Technology & Science

Arctic health officials learn from PCB mistakes

In the 1980s, when Inuit communities first heard about organic toxins like PCBs and DDT in their food, they began to fear some of their healthiest practices.

New approach focuses on choosing, not avoiding country foods

Toxins travel on air currents, condensing and revaporizing as they hop from place to place. But once they get to the Arctic, they don't revaporize. ((Emily Chung/CBC))
Toxins like mercury and PCBs (polychlorinated biphenyls) can travel long distances across the northern hemisphere on air currents. From time to time, they fall to the ground with rain or snow, but revaporize into the atmosphere when the ground heats up. In that way, they hop from place to place, said Eric Loring, senior researcher for the health and environment department for Inuit Tapiriit Kanatami.

Once they get into the Arctic, however, they don't revaporize, Loring said. "And they start building up in the environment."

As toxins move higher up in the food chain, from invertebrates to fish to marine mammals, they become more concentrated. That's a big human health concern in the Arctic, where people top the food chain, eating large predators such as seals and whales.

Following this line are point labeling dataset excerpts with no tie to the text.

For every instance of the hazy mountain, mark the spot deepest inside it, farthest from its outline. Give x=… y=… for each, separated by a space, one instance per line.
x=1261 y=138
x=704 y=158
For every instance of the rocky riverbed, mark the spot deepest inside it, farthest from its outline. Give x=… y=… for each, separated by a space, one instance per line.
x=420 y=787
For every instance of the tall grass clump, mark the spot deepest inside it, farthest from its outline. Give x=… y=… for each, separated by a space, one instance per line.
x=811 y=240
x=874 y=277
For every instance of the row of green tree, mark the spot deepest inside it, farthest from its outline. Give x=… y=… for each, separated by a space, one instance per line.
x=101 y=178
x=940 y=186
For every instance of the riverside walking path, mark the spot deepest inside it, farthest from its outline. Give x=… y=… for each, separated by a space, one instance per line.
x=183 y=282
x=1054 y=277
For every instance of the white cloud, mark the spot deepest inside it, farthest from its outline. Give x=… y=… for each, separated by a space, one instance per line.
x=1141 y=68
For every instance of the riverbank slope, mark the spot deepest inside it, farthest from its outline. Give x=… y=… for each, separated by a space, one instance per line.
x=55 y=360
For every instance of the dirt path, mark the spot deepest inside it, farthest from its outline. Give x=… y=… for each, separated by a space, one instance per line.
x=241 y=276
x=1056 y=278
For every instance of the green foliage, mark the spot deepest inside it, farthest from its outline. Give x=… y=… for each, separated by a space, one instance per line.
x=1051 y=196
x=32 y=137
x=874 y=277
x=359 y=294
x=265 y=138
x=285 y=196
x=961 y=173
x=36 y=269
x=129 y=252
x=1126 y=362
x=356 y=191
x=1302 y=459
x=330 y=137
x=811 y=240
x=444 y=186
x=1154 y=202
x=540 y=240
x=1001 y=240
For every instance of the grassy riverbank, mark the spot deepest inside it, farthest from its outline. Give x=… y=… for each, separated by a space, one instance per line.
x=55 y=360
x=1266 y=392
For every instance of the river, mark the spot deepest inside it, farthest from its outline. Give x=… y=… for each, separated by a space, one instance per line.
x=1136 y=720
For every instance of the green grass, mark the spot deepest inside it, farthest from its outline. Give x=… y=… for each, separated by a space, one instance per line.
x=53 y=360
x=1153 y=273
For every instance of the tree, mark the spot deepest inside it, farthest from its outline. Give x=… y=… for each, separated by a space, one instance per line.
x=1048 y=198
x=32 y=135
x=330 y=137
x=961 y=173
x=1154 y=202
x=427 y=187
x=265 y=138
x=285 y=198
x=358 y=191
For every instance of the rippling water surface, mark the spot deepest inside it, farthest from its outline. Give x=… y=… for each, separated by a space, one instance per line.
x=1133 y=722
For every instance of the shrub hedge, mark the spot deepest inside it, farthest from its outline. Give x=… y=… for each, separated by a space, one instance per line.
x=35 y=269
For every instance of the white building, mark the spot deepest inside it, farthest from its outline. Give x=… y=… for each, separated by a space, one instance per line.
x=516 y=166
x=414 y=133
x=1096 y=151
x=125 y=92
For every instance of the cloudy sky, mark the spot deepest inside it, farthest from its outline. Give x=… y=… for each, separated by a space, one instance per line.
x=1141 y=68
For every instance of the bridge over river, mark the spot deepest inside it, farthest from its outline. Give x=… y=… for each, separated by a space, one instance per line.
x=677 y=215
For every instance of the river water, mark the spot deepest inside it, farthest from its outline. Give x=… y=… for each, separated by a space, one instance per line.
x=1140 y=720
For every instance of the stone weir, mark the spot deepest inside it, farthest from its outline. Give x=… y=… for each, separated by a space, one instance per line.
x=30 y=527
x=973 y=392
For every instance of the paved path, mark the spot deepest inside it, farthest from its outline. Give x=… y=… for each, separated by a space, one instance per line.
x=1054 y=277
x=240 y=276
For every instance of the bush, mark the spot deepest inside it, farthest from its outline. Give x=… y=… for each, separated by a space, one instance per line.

In the 1980s, when Inuit communities first heard about organic toxins like PCBs and DDT in their food, they began to fear some of their healthiest practices.

"People stopped eating their country foods; people stopped breastfeeding," said Loring, who has lived most of his adult life in remote northern villages and camps. "People stopped hunting, because they were scared of potentially harming their children."

The problem was that there weren't a lot of other options when it came to food. Fresh produce is scarce where poor soils and permafrost make farming difficult, and many communities have no roads connecting them to the south, making transport expensive.

Pork chops, pizza pops

Loring said country foods like seal, fish, walrus and caribou made up 80 to 90 per cent of his diet when he lived among the Inuit.

"When we didn't have those options, then we would eat very bad frozen pork chops, pizza pops — stuff that was just awful for you."

Traditions surrounding food are also an important part of Inuit culture and family life, which were being threatened by concerns over toxins.

Public health officials realized they needed to change their approach.

Elena Labranche was part of a public health team that travelled through Nunavik offering pointers on how to choose country foods that minimized the risk of eating too many contaminants. The team suggested that people should make misirak — a traditional gravy of liquefied blubber — from seal fat instead of beluga fat, because it had lower levels of PCBs. They also advised which fish had lower levels of toxins.

Now, levels of PCBs and other organic toxins are declining, but public health officials are sending similar messages about mercury.

"You don't have to change your diet," Labranche said, "just change to less contaminated foods."